But Neapolitans had gotten even luckier when their debt-ridden club bought Diego Maradona from Barcelona in the summer of 1984. It was an enormous financial gamble for a club teetering on insolvency and history now looks back fondly on the courage of the owner Corrado Ferlaino.
It is impossible to overstate the importance of Maradona to the city - no sportsman has ever offered such level of redemption and hope to an otherwise disadvantaged community and when Maradona’s Napoli won the Italian title in 1987, his legacy was secure. To this day, many Neapolitans have two paintings above their bed - Jesus Christ and Maradona. It was an intoxicating love affair between man and city masterfully articulated in the Asif Kapadia 2019 documentary “Maradona”, which briefly features my photograph from 1986.
For a generation now, the giant murals of Maradona, dotted around Naples and the neighbouring towns, have become tourist destinations in themselves.

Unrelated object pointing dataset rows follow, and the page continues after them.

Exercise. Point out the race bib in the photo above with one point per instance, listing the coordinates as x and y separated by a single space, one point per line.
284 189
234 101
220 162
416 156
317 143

They are part of the aesthetic fabric of this most magical and raw part of Europe. Diego was so much more than just a sportsman; he was a modern-day saviour in this god-fearing and deeply spiritual place.
My idea was to use a Maradona mural as a background layer in a celebration of life in the wider Naples area. The styling and props were necessarily skewed towards the time when Maradona still played for Napoli, and I sensed the need for a busy street narrative. I wanted to evoke a very definite sense of place. There is nowhere quite like it in the world.